After years of conflict, former Secretary of State James A. Baker III was called in to settle the dispute. He helped cobble together a design compromise that eventually satisfied all parties.

“It turned into a much better end product and a much better end result,” Susan Eisenhower, the former president’s granddaughter, said in an interview. “It’s really a wonderful green space and a lovely place for people to go and meet their friends or have a family outing.”

The memorial is located on a tricky site: an isolated 4-acre public park adjacent to the National Mall and across the street from the Smithsonian National Air and Space Museum. It features bronze sculptures by Sergey Eylanbekov that depict Eisenhower speaking to the paratroopers of the 101st Airborne Division just before D-Day and later as president, flanked by his White House staff in the Oval Office.

“In both of the statues, as wartime leader and then president, he’s not alone,” Ms. Eisenhower said. “It wasn’t all about him. Great events unfold because of teamwork. Everybody in an effort has a role to play.”

The tapestry replaced the scenes of Kansas with an illustration of Pointe du Hoc in Normandy, site of the D-Day invasion. The barefoot little boy who was the focus of Mr. Gehry’s original concept has been preserved but moved to a modest perch at the edge of the memorial.

Favorite son

Ms. Eisenhower said she liked the clean lines and uncluttered look of the memorial. It conveys a simplicity of design that her grandfather would have appreciated, she said.

Sen. Pat Roberts, Kansas Republican and chairman of the Eisenhower Memorial Commission, said he was proud to have been a part of the effort to honor his state’s favorite son.

“The Eisenhower Memorial not only commemorates the life and legacy of an extraordinary man; it also stands as a symbol for all generations of the promise of America and what our values make possible here and around the world,” Mr. Roberts said.

Scholars rate Eisenhower as perhaps the most nonpartisan president since George Washington, said Ms. Eisenhower, who recently published a book, “How Ike Led: The Principles Behind Eisenhower’s Biggest Decisions.”

Despite the sometimes sleepy image of the era, the Eisenhower administration spanned a turbulent time in the nation’s history, marking the dawn of the Space Age and of the civil rights movement. President Eisenhower created NASA and sent Army troops to Little Rock, Arkansas, to protect Black students from a racist mob.

“It was really a transformational time,” Ms. Eisenhower said.

Like most other public events during the COVID-19 pandemic, the dedication of the Eisenhower memorial was scaled back for health reasons. Social distancing was enforced for those at the invitation-only event.

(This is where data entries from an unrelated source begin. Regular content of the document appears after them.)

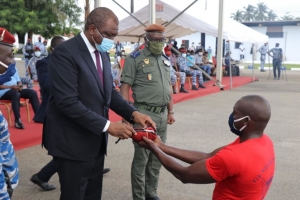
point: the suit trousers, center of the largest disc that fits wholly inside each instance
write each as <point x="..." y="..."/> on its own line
<point x="47" y="171"/>
<point x="80" y="180"/>
<point x="145" y="166"/>
<point x="15" y="96"/>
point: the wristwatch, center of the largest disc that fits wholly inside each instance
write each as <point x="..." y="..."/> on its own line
<point x="171" y="111"/>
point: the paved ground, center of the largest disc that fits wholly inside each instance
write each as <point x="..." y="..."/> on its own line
<point x="201" y="124"/>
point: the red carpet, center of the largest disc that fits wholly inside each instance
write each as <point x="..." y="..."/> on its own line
<point x="32" y="133"/>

The dedication was livestreamed for those unable to attend.

“It’s important to note that Eisenhower’s legacy, as honored through the memorial, transcends one moment in time and must be shared with the world,” said Victoria Tigwell, deputy executive director of the Eisenhower Memorial Commission.

While Eisenhower remains an iconic, almost mythical figure to most of the world, his granddaughter has a more intimate memory of the man. She recalled accidentally leaving a corral gate unlocked while visiting Eisenhower at his farm in Gettysburg, Pennsylvania, after he left the White House. The horses pushed open the gate and stampeded straight for his beloved putting green, Ms. Eisenhower said.

It took about an hour to replace the divots and round up the horses.

“Then I had to go in and face the music. I was frankly terrified,” she said. “Not only did I ruin his golf green, but I was late for dinner.”

Although her grandmother, former first lady Mamie Eisenhower, was mortified, the former president was unflappable as usual.

“He had stayed very calm and watched it all. He looked at me and said, ‘I haven’t seen horses run like that since I was a kid in Abilene,’” she recalled. “He knew that I was not only devastated and apologized but I took responsibility.”

Because she owned up to her mistake, the matter was never mentioned again — even though the putting green had to be taken out the next year.

“He was clearly a disciplined person who could carry a tremendous burden and still focus on other people,” Ms. Eisenhower said. “That was at his core.”

The National Park Service has assumed responsibility for the memorial, which is open to the public.